Auf einer von außen schlecht zugänglichen Insel wie Japan fehlen hingegen die Voraussetzungen für diese Ideologie. Die kulturellen und sprachlichen Unterschiede sind selbst zwischen rivalisierenden Menschengruppen nicht so groß, dass man sich nicht untereinander hätte verständigen können.
Dafür war auf dem Kontinent die Natur eher stabil, sie konnte idealisiert werden als ein Zeichen göttlicher Ordnung, die von den Menschen und den bösen Mächten immer wieder gestört wird.
In Japan war es wohl eher umgekehrt. Man wird seit Menschengedenken so häufig von verheerenden Naturkatastrophen heimgesucht, dass sich die Frage, ob dies eine himmlische Bestrafung irgendwelcher Sünden sei, gar nicht erst stellen konnte. Eine Reaktion wie nach dem Erdbeben von Lissabon im Jahr 1755 – als alle Welt erschüttert war und noch Jahrzehnte später über den Sinn einer solchen Katastrophe nachdachte- ist nicht möglich, wenn die Erde alle paar Tage spürbar bebt, wenn man weiß, dass jederzeit aus heiterem Himmel irgendein verheerender Tsunami über den Pazifik hereinbrechen kann, der ganze Landstriche zerstört; wenn man täglich in der Nähe rauchender Vulkane lebt, die alle paar Jahre Feuer und Asche speien.

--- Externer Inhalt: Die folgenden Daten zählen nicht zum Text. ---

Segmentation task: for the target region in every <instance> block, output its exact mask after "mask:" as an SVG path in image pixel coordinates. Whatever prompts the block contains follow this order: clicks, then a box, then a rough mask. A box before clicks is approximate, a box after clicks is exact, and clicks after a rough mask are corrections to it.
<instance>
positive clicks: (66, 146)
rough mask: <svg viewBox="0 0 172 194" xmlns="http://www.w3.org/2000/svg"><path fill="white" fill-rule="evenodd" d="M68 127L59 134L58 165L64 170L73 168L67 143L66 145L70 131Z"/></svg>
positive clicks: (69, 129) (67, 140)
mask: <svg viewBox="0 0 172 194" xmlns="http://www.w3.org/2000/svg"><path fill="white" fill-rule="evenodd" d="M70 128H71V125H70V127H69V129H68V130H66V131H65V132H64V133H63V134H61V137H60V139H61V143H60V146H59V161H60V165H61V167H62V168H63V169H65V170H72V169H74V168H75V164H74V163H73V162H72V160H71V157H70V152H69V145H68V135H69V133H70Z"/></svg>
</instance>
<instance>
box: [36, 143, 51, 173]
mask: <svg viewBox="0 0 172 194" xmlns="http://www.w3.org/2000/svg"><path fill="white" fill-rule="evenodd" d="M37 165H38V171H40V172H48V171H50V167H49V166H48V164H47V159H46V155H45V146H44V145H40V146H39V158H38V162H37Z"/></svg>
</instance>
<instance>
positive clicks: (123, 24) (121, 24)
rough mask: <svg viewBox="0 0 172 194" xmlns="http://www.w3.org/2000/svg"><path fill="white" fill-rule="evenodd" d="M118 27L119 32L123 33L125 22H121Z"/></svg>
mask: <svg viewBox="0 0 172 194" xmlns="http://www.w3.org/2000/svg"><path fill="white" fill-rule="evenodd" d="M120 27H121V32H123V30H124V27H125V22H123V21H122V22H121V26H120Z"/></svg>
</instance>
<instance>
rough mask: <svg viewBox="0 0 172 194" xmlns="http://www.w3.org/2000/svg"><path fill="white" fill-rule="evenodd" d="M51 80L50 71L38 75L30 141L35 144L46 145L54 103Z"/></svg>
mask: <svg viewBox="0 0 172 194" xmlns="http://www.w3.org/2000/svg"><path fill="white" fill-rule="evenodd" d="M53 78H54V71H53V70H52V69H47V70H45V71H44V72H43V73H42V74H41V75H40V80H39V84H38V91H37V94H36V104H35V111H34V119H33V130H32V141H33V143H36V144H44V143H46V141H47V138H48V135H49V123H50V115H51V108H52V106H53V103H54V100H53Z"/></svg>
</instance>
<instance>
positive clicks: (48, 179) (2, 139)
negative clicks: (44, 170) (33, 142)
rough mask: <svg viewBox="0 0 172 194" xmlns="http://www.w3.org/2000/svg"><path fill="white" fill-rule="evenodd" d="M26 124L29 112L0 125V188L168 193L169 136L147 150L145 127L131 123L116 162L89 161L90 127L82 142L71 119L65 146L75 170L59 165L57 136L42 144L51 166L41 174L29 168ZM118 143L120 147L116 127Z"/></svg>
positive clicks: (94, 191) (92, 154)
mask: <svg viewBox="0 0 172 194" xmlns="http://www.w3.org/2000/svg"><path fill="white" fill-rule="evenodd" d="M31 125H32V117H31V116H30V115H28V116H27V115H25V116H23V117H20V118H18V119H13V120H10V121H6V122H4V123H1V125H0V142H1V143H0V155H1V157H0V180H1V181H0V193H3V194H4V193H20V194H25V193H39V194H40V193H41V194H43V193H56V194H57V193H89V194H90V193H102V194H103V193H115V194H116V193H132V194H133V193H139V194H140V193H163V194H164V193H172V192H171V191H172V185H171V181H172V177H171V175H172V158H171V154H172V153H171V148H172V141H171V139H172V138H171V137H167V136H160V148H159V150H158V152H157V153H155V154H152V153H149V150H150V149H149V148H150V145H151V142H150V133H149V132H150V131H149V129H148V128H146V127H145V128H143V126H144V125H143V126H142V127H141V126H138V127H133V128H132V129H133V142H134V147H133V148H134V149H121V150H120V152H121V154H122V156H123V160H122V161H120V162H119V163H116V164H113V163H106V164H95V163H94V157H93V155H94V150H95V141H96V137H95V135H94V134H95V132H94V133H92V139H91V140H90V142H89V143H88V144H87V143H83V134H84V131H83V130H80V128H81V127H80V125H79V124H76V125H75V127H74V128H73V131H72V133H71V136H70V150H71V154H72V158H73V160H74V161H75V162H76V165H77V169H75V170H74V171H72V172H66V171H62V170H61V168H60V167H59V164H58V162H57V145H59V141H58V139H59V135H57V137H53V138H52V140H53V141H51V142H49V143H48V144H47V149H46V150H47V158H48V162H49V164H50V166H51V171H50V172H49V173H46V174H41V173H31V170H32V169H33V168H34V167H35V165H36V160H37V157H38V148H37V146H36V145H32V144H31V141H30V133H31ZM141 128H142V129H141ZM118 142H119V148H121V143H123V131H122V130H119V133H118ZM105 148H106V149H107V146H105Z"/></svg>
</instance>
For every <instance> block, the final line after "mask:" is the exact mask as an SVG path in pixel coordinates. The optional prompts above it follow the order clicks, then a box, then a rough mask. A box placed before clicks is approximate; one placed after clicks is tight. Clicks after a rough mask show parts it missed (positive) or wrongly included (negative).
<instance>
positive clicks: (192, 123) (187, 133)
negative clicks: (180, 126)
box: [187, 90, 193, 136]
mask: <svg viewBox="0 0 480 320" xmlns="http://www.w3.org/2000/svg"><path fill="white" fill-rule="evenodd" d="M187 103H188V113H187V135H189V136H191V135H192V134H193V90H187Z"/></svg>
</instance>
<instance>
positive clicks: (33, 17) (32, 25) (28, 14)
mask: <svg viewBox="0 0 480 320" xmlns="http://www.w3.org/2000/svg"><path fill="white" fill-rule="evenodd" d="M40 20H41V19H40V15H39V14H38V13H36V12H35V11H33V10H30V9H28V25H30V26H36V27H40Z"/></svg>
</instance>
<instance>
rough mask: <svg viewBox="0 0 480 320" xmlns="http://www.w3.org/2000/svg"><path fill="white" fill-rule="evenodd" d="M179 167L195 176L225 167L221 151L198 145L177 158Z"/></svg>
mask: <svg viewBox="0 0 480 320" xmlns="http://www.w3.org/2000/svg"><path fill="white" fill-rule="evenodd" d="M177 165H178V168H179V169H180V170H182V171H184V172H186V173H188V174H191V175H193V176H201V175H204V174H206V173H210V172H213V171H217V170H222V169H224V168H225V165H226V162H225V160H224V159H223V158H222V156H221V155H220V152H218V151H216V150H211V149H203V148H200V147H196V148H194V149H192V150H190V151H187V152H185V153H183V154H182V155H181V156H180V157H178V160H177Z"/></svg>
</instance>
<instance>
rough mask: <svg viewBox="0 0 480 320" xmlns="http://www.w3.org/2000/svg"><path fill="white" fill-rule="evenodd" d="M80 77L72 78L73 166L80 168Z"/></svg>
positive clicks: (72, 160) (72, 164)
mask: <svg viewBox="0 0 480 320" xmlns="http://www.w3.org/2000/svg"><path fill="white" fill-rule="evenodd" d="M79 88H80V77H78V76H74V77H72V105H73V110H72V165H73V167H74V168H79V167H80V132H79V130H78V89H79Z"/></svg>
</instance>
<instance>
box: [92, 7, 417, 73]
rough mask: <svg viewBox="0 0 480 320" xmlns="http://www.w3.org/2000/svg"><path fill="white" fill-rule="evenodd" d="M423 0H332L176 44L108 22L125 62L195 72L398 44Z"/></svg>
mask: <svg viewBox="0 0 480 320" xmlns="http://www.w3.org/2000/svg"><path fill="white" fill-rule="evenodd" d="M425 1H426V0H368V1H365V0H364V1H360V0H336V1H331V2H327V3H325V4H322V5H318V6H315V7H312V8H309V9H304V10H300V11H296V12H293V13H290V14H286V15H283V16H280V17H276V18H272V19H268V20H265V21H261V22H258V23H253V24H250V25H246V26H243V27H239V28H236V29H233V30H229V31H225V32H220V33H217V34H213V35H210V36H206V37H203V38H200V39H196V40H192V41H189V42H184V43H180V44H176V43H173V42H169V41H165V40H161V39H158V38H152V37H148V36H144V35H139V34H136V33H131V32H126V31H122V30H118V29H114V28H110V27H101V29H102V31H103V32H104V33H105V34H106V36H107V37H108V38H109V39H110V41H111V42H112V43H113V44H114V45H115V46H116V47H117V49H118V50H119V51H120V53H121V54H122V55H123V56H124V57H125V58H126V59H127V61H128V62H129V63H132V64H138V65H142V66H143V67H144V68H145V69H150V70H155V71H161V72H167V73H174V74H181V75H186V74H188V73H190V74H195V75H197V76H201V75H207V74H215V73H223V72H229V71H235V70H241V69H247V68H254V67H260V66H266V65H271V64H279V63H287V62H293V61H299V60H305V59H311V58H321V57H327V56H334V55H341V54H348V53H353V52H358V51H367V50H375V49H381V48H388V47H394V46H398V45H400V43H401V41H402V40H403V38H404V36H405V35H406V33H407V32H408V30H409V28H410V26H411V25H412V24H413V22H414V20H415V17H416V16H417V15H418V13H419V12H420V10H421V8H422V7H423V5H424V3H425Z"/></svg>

Für das japanische Verständnis ist die Natur zu jeder Zeit weder gut noch böse, sondern einfach nur schön, fruchtbar und furchtbar zugleich, vor allem unberechenbar. Erdbeben, Tsunamis, Taifune, die die Lebenswelt alle paar Monate grundlos und vollkommen zerstören konnten, gehören seit eh und je zur alltäglichen Elementarerfahrung. Man kann sich als Mensch mehr schlecht als recht dagegen schützen, - kontrollieren kann man diese Erscheinungen nicht. In so einer Umwelt kommt es vor allem auf die Solidarität unter den Menschen an, die sich gegenseitig helfen. Ein Mensch, der sich asozial verhält, gefährdet sich in solch einer Umgebung vor allem selbst, bevor er eine Gefahr für das Kollektiv darstellt.
Ich frage mich indes: Ist das Denken in "Gut-und-Böse-Kategorien" Japanern wirklich so fremd? Und: Wie stark wird japanisches Denken in dieser Hinsicht heute durch westlichen Einfluss überlagert?